Sam slows down; there’s traffic bunching ahead.

“My lawyer told me not to go to the hospital again.”

“Why?”

“Because—his words—at this point it’s incumbent on me as someone who’s still a potential defendant in a potential criminal proceeding to maintain total separation from the potential plaintiff. That even so much as a semblance of a record or pattern of personal involvement with said potential plaintiff must be avoided at all costs, because it could leave some kind of motivational trace that a jury could later interpret with a negative bias.”

“That’s one of the most hateful things I’ve ever heard.”

He shakes his head to himself.

“Well,” she says, “we’re here anyway.”

• • •

They drive on.
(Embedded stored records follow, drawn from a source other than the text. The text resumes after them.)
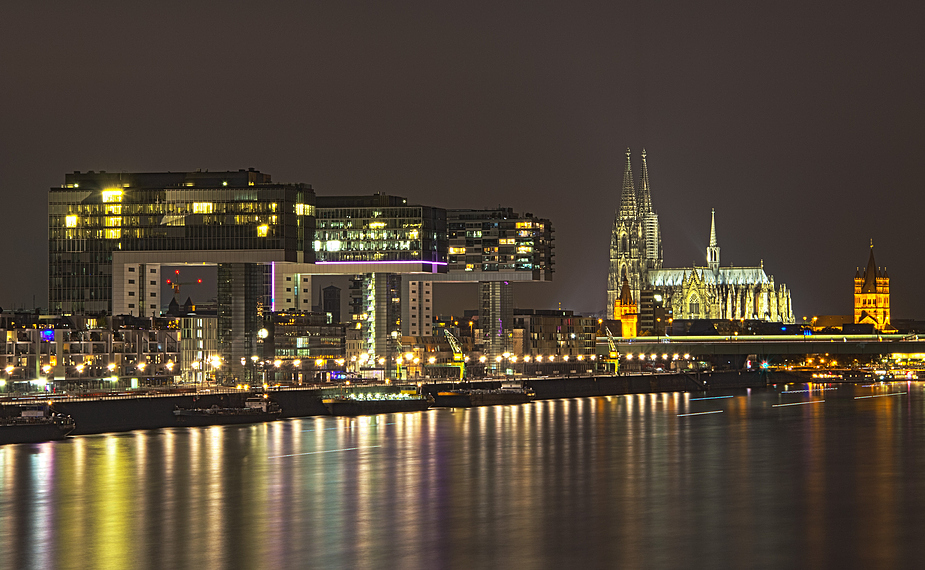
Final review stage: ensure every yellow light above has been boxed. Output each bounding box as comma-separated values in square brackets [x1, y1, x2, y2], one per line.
[103, 188, 122, 202]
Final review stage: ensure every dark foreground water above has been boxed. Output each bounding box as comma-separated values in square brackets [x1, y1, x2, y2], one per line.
[0, 383, 925, 570]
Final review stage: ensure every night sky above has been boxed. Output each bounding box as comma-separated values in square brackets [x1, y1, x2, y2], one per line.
[0, 0, 925, 320]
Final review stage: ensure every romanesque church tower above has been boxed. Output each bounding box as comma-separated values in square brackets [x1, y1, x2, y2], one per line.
[854, 241, 893, 331]
[607, 148, 662, 319]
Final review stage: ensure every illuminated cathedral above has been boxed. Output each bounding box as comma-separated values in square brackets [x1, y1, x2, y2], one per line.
[607, 149, 794, 323]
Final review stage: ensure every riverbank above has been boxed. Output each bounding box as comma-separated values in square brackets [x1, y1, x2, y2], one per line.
[4, 371, 776, 435]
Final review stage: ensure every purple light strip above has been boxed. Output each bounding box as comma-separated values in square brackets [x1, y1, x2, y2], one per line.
[315, 261, 447, 265]
[270, 261, 276, 313]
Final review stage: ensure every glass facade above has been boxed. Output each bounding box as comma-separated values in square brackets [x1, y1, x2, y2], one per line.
[48, 170, 315, 312]
[313, 194, 447, 264]
[447, 208, 554, 281]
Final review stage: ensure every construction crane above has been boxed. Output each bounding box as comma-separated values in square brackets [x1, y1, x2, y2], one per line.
[443, 329, 466, 380]
[167, 269, 202, 295]
[604, 325, 620, 374]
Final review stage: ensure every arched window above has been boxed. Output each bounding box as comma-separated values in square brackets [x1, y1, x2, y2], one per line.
[688, 297, 700, 318]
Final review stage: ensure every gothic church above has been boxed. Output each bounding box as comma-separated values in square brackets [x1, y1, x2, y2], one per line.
[607, 149, 794, 323]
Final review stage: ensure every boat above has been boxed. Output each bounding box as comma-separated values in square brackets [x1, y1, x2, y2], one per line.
[321, 391, 433, 416]
[0, 405, 76, 445]
[434, 382, 536, 408]
[173, 396, 283, 426]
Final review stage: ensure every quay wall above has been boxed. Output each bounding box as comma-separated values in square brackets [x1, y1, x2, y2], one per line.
[12, 371, 764, 435]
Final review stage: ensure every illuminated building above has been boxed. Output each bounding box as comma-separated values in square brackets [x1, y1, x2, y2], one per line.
[511, 309, 597, 362]
[402, 277, 434, 337]
[48, 170, 315, 382]
[314, 194, 447, 373]
[613, 277, 639, 338]
[320, 285, 341, 323]
[436, 208, 555, 366]
[255, 311, 346, 384]
[0, 313, 180, 390]
[854, 240, 895, 331]
[607, 149, 794, 324]
[607, 148, 662, 319]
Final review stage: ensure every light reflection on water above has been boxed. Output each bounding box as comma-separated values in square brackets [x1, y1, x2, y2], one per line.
[0, 383, 925, 569]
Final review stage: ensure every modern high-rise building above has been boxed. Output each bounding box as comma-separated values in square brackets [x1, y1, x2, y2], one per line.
[48, 170, 315, 315]
[48, 169, 315, 382]
[439, 207, 555, 363]
[321, 285, 341, 323]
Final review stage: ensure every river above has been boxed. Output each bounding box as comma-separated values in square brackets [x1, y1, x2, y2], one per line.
[0, 382, 925, 570]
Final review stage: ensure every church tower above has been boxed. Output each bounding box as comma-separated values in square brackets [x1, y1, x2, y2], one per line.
[607, 148, 643, 319]
[854, 240, 893, 331]
[707, 210, 719, 271]
[637, 149, 662, 276]
[613, 277, 639, 338]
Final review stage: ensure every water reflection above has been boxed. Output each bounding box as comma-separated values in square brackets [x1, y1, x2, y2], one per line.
[0, 383, 925, 568]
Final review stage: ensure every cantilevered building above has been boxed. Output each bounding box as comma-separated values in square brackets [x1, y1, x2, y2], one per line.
[48, 169, 315, 382]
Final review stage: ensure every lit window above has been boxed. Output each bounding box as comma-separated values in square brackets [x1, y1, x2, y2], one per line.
[103, 189, 122, 202]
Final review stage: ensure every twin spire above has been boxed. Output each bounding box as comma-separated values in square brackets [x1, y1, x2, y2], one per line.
[620, 147, 652, 219]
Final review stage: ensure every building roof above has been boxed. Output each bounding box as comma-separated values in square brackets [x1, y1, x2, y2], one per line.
[649, 267, 771, 287]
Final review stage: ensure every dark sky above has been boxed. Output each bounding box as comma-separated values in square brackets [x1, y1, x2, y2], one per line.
[0, 0, 925, 319]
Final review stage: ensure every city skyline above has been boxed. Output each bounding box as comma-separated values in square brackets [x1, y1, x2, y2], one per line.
[0, 2, 925, 321]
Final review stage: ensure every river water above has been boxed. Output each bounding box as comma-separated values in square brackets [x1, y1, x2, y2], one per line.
[0, 383, 925, 570]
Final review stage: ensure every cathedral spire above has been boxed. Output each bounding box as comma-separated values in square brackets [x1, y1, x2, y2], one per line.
[707, 210, 719, 271]
[620, 147, 636, 220]
[638, 149, 652, 216]
[710, 209, 716, 247]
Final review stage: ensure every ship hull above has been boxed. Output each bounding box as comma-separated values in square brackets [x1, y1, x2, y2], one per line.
[323, 399, 431, 416]
[173, 410, 281, 427]
[0, 422, 74, 445]
[434, 391, 533, 408]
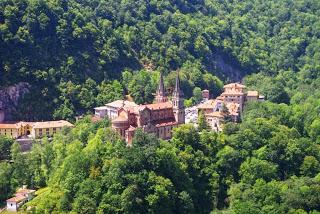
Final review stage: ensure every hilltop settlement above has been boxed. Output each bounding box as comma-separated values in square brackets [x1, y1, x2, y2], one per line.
[0, 73, 264, 211]
[0, 73, 264, 145]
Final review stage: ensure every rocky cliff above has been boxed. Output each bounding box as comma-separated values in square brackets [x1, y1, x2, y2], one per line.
[0, 82, 30, 121]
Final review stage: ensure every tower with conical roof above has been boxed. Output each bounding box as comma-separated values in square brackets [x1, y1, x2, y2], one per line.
[172, 71, 185, 124]
[156, 73, 168, 103]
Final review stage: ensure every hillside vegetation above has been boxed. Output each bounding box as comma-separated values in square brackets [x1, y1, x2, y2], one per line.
[0, 0, 320, 120]
[0, 0, 320, 214]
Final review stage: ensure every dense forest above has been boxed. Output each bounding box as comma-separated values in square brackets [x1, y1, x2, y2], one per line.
[0, 0, 320, 120]
[0, 0, 320, 214]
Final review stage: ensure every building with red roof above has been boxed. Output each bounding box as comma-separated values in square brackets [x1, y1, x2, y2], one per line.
[112, 74, 185, 145]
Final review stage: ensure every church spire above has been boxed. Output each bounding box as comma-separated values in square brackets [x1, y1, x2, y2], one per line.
[173, 71, 183, 97]
[156, 73, 168, 103]
[172, 71, 185, 124]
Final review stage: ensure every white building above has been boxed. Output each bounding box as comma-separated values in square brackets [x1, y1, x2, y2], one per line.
[7, 187, 35, 212]
[94, 100, 138, 119]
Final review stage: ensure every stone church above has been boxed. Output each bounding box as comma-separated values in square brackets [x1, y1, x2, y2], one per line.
[112, 73, 185, 145]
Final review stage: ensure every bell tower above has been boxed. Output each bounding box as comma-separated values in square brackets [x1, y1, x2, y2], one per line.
[172, 71, 185, 124]
[156, 73, 168, 103]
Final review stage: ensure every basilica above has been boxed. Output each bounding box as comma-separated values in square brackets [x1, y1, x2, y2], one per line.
[112, 73, 185, 145]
Her left hand on the armrest, inches from him. He drives as though on an extraordinarily long trip, with continents still ahead of him. He drives as if he has no company in the world, including himself. If she were to touch him now, she thinks, it would simply be to bestow faith, or what she knows of it, to show him something good about himself, something like the news he’s just gotten.

“It means a lot to me you came,” he says, after a long silence. “So what did you tell him? Your asshole lawyer.”

“I thanked him for calling. And then I told him he can go fuck himself.”

She laughs out loud—a sudden joyousness, like dancing.

He smiles at her then. Like a gold coin buried under the sand that you gave up looking for so long ago you can no longer remember where or when.

The smile she hasn’t seen since they were children.